Laurentino Carrascosa. Son y tranco

-Tú eres un hombre bondadoso, Laurentino.


-Lo intento.


-Y quieres que tus toros sean bondadosos.


-Quiero que tengan son y tranco. Y no renuncio a la bravura, naturalmente, pero son y tranco son la clave.


La sencillez del argumento contiene un compendio tremendo de una filosofía ganadera muy concreta que en esta casa se tiene por definitiva: son y tranco. Estamos en Los Manantiales, donde hemos llegado desde El Castañar. Es dehesa cargada de leyenda, habla su propietario, Laurentino Carrascosa. Esta historia ganadera la arrancó a finales de los años veinte su padre, Laurentino Carrascosa, de Alcázar de San Juan, hijo de labradores y por aquel tiempo novillero de cierto nombre y corto vuelo al que llegaron a anunciar como “valiente novillero alcazareño, especialista del volapié”. Así al menos reza uno de los carteles murales que decoran la casa y pese a lo cual no llegó muy lejos sin que ello le menguase la afición ni los honores.

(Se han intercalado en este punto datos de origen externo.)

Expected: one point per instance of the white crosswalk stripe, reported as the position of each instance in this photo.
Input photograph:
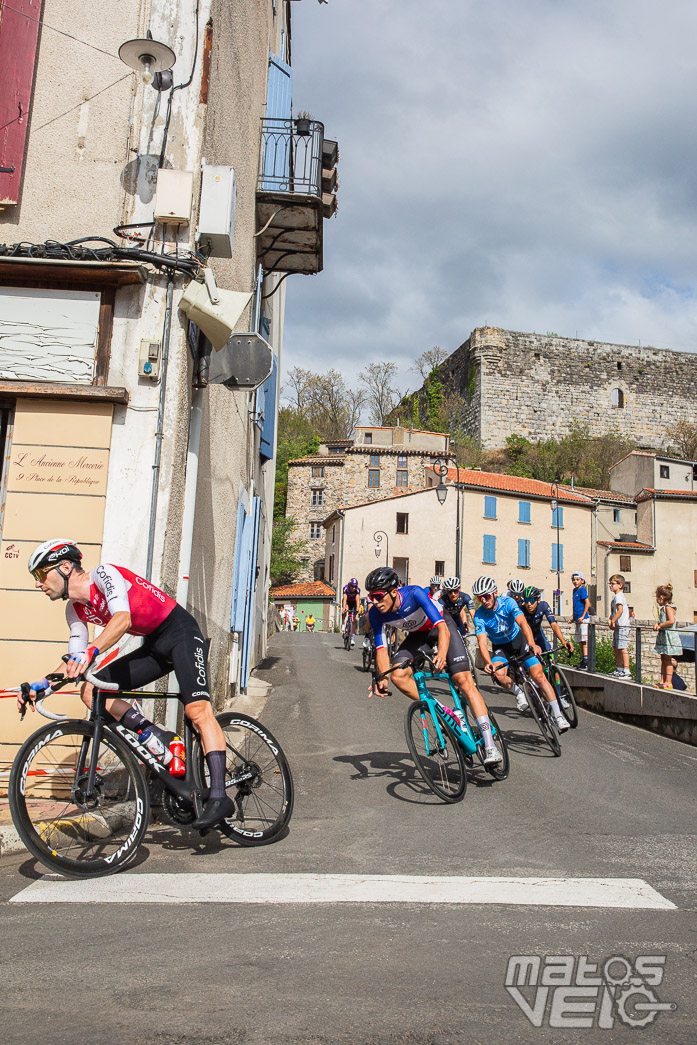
(194, 888)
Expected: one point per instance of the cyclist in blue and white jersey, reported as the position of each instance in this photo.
(412, 609)
(537, 611)
(503, 622)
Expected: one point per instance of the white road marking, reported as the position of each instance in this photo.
(192, 888)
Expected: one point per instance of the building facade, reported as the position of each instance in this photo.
(537, 386)
(142, 303)
(377, 462)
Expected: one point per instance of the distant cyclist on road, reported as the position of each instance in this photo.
(123, 603)
(350, 601)
(411, 609)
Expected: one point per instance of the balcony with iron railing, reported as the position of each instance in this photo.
(296, 190)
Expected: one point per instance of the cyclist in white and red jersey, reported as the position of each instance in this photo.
(123, 603)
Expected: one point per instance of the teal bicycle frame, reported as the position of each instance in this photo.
(461, 729)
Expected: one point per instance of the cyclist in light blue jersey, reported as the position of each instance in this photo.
(413, 610)
(503, 622)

-Lo que sí tuvo, enfatiza su hijo, es una precioso pasodoble que le compuso el maestro Teixidor. Se titula Carrascosa y se interpreta en muchas plazas de toros, entre ellas la Maestranza y la de Bilbao. A mí me emociona cada vez que suena. Es bonito, propio de una gran figura del toreo.

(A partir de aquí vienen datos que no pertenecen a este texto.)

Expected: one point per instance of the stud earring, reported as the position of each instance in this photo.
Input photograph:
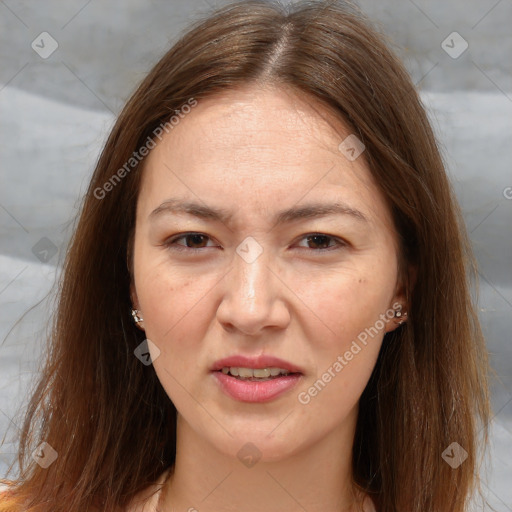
(136, 317)
(399, 314)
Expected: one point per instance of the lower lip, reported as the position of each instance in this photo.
(254, 391)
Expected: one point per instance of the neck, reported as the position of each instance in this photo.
(316, 478)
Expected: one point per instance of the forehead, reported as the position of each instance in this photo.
(253, 148)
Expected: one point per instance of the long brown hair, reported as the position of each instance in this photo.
(107, 415)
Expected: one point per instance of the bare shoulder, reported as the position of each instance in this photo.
(147, 499)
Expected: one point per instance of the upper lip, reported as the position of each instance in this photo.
(261, 361)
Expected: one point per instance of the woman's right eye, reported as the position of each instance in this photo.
(191, 240)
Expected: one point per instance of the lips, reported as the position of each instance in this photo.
(256, 390)
(259, 362)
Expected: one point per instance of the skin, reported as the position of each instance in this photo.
(255, 152)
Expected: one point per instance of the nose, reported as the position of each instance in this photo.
(253, 297)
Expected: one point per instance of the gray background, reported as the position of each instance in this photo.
(55, 114)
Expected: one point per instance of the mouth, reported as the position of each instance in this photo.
(256, 380)
(256, 374)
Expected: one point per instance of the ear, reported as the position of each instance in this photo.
(135, 305)
(401, 300)
(133, 296)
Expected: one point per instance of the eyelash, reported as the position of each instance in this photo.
(171, 243)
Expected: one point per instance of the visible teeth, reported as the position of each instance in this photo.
(258, 373)
(261, 372)
(243, 372)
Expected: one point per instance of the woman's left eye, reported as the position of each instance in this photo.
(319, 239)
(320, 242)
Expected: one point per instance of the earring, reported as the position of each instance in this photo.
(136, 317)
(399, 314)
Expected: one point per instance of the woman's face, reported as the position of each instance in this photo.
(240, 251)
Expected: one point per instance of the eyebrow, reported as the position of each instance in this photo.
(307, 211)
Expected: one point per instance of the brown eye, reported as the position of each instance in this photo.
(193, 241)
(321, 242)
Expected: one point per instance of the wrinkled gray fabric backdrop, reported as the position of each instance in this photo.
(66, 70)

En aquel tiempo los Montes de Toledo acogían numerosas ganaderías de bravo, la de Veragua, la de Marcial, la del Conde de Casal, la de Luis Eizaguirre… entorno y ambiente que enamoraron al joven torero de Alcázar hasta el punto que una vez retirado volvió sobre los pasos de sus sueños y allá por los años cuarenta compró El Molinillo y se hizo ganadero de bravo. Primero tuvo la vacada de Ignacio Cobaleda y luego, en 1956, compró lo de Garro y Díaz Guerra, puro santacoloma, divisa muy del gusto de Litri y Aparicio con la que se anunciaron muchas tardes.